Friends Rachael Cobb (right) and Hannah Wentworth (below), both 10 years old, from south London, gave a unanimous vote for Chessington World of Adventures in Surrey as their number one thrill-destination. Experienced theme park visitors, their first visit to a park was about five years ago and they've been making regular visits ever since, taking in most of the UK's leading parks.

"Rameses Revenge is the best", agree Rachael and Hannah. "Its a brilliant roller-coaster ride where you go upside down and get wet as well."

Just a bit frightening?

"No.
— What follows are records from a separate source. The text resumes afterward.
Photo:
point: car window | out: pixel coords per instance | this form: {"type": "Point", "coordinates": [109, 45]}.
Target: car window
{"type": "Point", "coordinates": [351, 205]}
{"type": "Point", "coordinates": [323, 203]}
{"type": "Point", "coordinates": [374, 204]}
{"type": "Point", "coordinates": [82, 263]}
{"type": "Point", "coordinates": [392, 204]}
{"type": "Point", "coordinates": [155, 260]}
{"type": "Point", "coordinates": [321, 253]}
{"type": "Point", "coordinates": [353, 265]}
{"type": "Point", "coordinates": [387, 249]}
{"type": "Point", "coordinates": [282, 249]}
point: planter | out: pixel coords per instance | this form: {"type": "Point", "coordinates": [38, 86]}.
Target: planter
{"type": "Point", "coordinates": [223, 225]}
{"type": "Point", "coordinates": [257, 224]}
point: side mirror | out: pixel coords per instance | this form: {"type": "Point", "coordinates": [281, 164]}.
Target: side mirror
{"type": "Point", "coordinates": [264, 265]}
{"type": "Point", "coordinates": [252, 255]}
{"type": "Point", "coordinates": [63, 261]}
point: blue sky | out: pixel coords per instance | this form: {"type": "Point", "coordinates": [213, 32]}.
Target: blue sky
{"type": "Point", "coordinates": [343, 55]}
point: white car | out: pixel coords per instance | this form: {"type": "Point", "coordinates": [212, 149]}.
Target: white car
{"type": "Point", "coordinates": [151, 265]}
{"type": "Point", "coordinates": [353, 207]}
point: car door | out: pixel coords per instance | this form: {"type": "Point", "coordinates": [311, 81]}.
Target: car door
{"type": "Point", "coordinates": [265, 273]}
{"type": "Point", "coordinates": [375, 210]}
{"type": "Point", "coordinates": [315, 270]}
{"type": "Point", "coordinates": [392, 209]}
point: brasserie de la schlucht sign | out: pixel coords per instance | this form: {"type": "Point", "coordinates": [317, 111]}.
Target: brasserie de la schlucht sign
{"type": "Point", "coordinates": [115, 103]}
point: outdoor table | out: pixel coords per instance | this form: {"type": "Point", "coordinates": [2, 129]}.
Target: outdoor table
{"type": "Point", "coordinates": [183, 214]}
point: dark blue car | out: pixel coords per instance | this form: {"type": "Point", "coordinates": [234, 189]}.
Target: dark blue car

The fast rides are the best", says Rachael. "Roller-coasters aren't scary, and I never feel sick."

Both girls make it clear that it is the white-knuckle rides that make a theme park, and dismiss the zoo at Chessington as "Okay, but a bit boring".

Another venue that does well in the adrenalin stakes is Thorpe Park, Surrey. "The best ride is X:/No Way Out" says Rachael, in the voice of a true critic. "It's the one where you go backwards and it's all in the dark."

Not yet sated by the ups and downs of adventure parks, the girls' schedule this year follows a familiar routine. "We're going to Chessington at Easter and Thorpe Park for half-term in the autumn," Hannah told me confidently.

Susan, aged 10, from Richmond in Surrey, likewise votes Chessington World of Adventures' Rameses Revenge ride as her top stomach churning experience, but unlike Hannah and Rachael she also liked the zoo. "Some of the rides have huge queues or are closed, and the zoo is good fun," she says. "You don't have to wait."

When asked what her dream half-term day out would be, there is no hesitation. "I would love, love, love to go Alton Towers. All my friends have been and they say its brilliant."

Aside from word of mouth in the school playground, the popularity of a park is often relative to how close it is to a child's home. But if the parks get their marketing - and more importantly their rides - right, then children will make the pilgrimage. Joanna Beane, aged 16, and brother Robert, 14, from Bristol, are the proof of this, and make regular visits to Alton Towers in Staffordshire, a good four-hour drive away. "We usually go camping at half-term with Dad, and we always get him to take us to Alton Towers on the way home as a treat," says Joanna who prefers this park to any of the others she's visited. "It's the best because it's the biggest, about four times the size of Chessington. The rides are just the same really, but there are more of them." The half-term queues don't put her off either. "You have to queue for about an hour for each ride but its worth it, even though it only lasts for a few minutes, and on the bigger rides there are people in costumes who entertain you on the way, playing music and singing ."

Little brother Robert used to find the minimum height requirement for rides unfair. "It was really annoying, I had to wait outside while everybody went on. It was so boring, and then they'd all come back and tell me how brilliant it was." Now standing 5ft 4in tall, this is no longer a problem (the minimum height requirement on the bigger rides, for reasons of safety, is around 4ft). "I go on everything now, at least once, but it depends on the queues."

Joanna disputes this. "There's no way you can go on everything at one go, there are too many. You need two days, there's too much to do in one."

Dominic Capon, aged eight, from Surrey is another victim of theme park sizeism. "Its so pathetic that you can't go on half the rides," he spits, with no apparent concern for his own safety. "You get left with all the stupid ones like roundabouts and boring kids rides." Theme parks owners take note - adrenalin junkies start young these days.